В Древнем мире гибриды человека и животных не считались такой уж редкостью (сфинкс, Минотавр, кентавры, Пан, сирены). Когда античная вольница сменилась Средневековьем, гибридные чудища не исчезли (горгульи, русалки, василиски, гомункулусы, химеры).

Далее рассматриваются опыты ХХ века – века селекционеров от межвидового скрещивания до генной инженерии 60–70 годов двадцатого века.

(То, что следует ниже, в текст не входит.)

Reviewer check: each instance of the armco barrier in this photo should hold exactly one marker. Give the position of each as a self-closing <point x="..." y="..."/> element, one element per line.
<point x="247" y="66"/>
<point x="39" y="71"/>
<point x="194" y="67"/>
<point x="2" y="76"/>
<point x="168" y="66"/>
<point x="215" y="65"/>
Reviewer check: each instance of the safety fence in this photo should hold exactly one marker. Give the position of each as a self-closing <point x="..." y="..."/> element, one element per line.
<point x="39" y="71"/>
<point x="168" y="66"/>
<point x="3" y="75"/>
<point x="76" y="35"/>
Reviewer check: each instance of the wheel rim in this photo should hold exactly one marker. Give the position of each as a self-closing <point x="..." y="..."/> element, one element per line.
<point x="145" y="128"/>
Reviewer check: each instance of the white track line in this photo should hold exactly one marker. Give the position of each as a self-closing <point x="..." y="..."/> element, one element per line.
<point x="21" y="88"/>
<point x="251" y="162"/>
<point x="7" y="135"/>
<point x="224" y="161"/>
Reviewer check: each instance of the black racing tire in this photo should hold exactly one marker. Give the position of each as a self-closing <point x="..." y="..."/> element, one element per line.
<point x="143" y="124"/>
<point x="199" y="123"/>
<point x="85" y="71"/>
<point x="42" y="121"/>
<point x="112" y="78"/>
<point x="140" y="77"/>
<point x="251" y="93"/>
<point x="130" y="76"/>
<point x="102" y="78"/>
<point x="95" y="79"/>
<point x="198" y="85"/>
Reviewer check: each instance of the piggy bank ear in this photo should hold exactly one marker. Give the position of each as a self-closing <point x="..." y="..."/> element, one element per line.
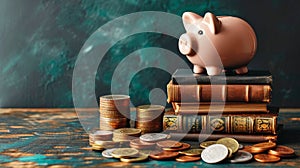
<point x="189" y="18"/>
<point x="213" y="23"/>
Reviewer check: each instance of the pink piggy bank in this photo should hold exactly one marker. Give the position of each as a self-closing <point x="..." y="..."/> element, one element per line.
<point x="217" y="43"/>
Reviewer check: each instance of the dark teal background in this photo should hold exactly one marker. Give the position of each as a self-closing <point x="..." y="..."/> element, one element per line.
<point x="40" y="41"/>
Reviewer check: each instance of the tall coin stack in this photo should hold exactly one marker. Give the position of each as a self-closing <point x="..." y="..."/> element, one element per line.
<point x="149" y="118"/>
<point x="114" y="112"/>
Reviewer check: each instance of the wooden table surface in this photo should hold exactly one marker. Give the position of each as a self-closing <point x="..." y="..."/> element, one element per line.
<point x="55" y="138"/>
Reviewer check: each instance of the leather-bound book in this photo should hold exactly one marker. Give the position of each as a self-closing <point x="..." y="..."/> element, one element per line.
<point x="221" y="124"/>
<point x="219" y="93"/>
<point x="187" y="77"/>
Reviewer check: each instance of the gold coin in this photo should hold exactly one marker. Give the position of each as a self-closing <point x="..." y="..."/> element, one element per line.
<point x="139" y="158"/>
<point x="127" y="131"/>
<point x="229" y="143"/>
<point x="169" y="144"/>
<point x="124" y="152"/>
<point x="192" y="152"/>
<point x="206" y="144"/>
<point x="266" y="158"/>
<point x="229" y="153"/>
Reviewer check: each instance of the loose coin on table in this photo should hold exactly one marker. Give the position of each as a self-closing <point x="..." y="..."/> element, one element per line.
<point x="266" y="158"/>
<point x="139" y="158"/>
<point x="229" y="143"/>
<point x="107" y="153"/>
<point x="153" y="137"/>
<point x="214" y="153"/>
<point x="163" y="155"/>
<point x="124" y="152"/>
<point x="169" y="144"/>
<point x="282" y="151"/>
<point x="207" y="143"/>
<point x="191" y="152"/>
<point x="184" y="146"/>
<point x="187" y="158"/>
<point x="241" y="156"/>
<point x="253" y="151"/>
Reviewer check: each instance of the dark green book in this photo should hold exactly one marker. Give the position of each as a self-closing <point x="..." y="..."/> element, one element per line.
<point x="187" y="77"/>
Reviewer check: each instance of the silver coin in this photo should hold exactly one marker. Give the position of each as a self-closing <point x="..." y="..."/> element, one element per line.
<point x="241" y="156"/>
<point x="241" y="146"/>
<point x="107" y="153"/>
<point x="214" y="153"/>
<point x="152" y="137"/>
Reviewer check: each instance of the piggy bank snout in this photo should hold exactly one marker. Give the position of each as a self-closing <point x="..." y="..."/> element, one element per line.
<point x="185" y="44"/>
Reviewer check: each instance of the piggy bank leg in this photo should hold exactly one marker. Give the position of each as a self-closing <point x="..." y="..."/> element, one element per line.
<point x="198" y="69"/>
<point x="242" y="70"/>
<point x="213" y="70"/>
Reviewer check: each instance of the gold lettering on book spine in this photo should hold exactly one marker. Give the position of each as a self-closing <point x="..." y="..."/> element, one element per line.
<point x="241" y="124"/>
<point x="265" y="125"/>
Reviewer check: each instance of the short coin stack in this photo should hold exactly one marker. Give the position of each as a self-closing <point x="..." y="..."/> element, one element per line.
<point x="149" y="118"/>
<point x="114" y="111"/>
<point x="126" y="134"/>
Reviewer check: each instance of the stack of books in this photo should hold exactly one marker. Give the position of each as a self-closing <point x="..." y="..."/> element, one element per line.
<point x="227" y="105"/>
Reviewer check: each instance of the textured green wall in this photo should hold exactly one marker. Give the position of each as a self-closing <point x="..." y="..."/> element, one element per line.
<point x="40" y="41"/>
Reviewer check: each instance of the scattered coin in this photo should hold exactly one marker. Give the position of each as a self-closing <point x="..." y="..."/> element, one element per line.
<point x="214" y="153"/>
<point x="187" y="158"/>
<point x="97" y="148"/>
<point x="163" y="155"/>
<point x="229" y="153"/>
<point x="241" y="146"/>
<point x="241" y="156"/>
<point x="207" y="143"/>
<point x="139" y="158"/>
<point x="253" y="150"/>
<point x="153" y="137"/>
<point x="229" y="143"/>
<point x="192" y="152"/>
<point x="138" y="144"/>
<point x="169" y="144"/>
<point x="124" y="152"/>
<point x="282" y="151"/>
<point x="184" y="146"/>
<point x="266" y="158"/>
<point x="107" y="153"/>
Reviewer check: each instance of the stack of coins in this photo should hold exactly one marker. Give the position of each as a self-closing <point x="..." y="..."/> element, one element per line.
<point x="149" y="118"/>
<point x="268" y="152"/>
<point x="126" y="134"/>
<point x="114" y="112"/>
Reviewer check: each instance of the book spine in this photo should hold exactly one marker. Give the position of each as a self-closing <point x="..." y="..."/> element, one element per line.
<point x="229" y="124"/>
<point x="213" y="107"/>
<point x="224" y="93"/>
<point x="214" y="137"/>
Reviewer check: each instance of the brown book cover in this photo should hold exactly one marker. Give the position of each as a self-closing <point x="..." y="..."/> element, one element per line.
<point x="227" y="124"/>
<point x="214" y="137"/>
<point x="217" y="93"/>
<point x="220" y="107"/>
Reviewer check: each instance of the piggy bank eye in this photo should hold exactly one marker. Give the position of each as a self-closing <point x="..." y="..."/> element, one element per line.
<point x="200" y="32"/>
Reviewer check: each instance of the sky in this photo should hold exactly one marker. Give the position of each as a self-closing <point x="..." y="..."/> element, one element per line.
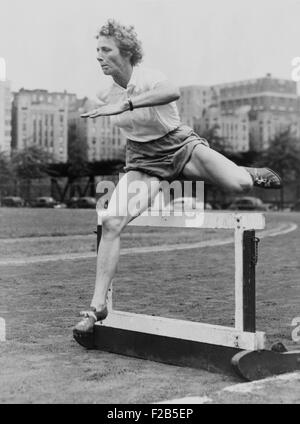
<point x="50" y="44"/>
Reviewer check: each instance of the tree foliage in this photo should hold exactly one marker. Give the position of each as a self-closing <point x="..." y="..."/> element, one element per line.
<point x="283" y="155"/>
<point x="77" y="154"/>
<point x="30" y="162"/>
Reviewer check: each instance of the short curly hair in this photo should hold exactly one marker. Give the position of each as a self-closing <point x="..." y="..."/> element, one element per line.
<point x="126" y="39"/>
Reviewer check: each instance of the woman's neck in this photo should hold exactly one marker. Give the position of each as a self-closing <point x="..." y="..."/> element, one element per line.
<point x="123" y="77"/>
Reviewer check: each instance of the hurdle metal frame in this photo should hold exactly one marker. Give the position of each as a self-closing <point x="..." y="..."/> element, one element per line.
<point x="240" y="349"/>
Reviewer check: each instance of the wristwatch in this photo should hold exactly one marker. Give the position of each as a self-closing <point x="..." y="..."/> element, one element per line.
<point x="130" y="104"/>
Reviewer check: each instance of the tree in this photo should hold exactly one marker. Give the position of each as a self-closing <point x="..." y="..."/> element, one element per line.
<point x="6" y="173"/>
<point x="283" y="155"/>
<point x="77" y="154"/>
<point x="30" y="163"/>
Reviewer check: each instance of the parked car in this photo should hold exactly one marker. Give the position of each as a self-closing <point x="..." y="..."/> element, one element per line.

Последняя декада ХХ века. Самыми горячими становятся исследования в области стволовых клеток и геномики. Стволовые клетки, как выяснилось, могут превратиться в любую клетку человеческого тела.

Диалог с будущим:

Ученые, работающие над проблемой клонирования, стволовых клеток, инженерной эмбриологии, вряд ли ставят перед собой цель завоевать мир, а для утверждения своей власти создать армию безликих биосолдат. Нельзя также упрекнуть учёных в стремлении улучшить мир жестокими биоинженерными методами: внедрить в людей нанороботов, которые будут программировать личность в соответствии с правилами хорошего поведения, или специально клонировать элитную часть населения… Тогда какие же задачи будущего могут решить ими созданные кощунственные с обывательской точки зрения гибридные монстры? Далее сформулированы четыре основные задачи.

«Я рыбная мышь или мышная рыба?»

В этом разделе о межвидовых гибридах – химерах, настоящих гибридах, трансгенах, цибридах.

«Тварь ли я дрожащая или право имею…»

Рассмотрены моральные и этические проблемы генной эмбриологии, клонирования межвидовых гибридов.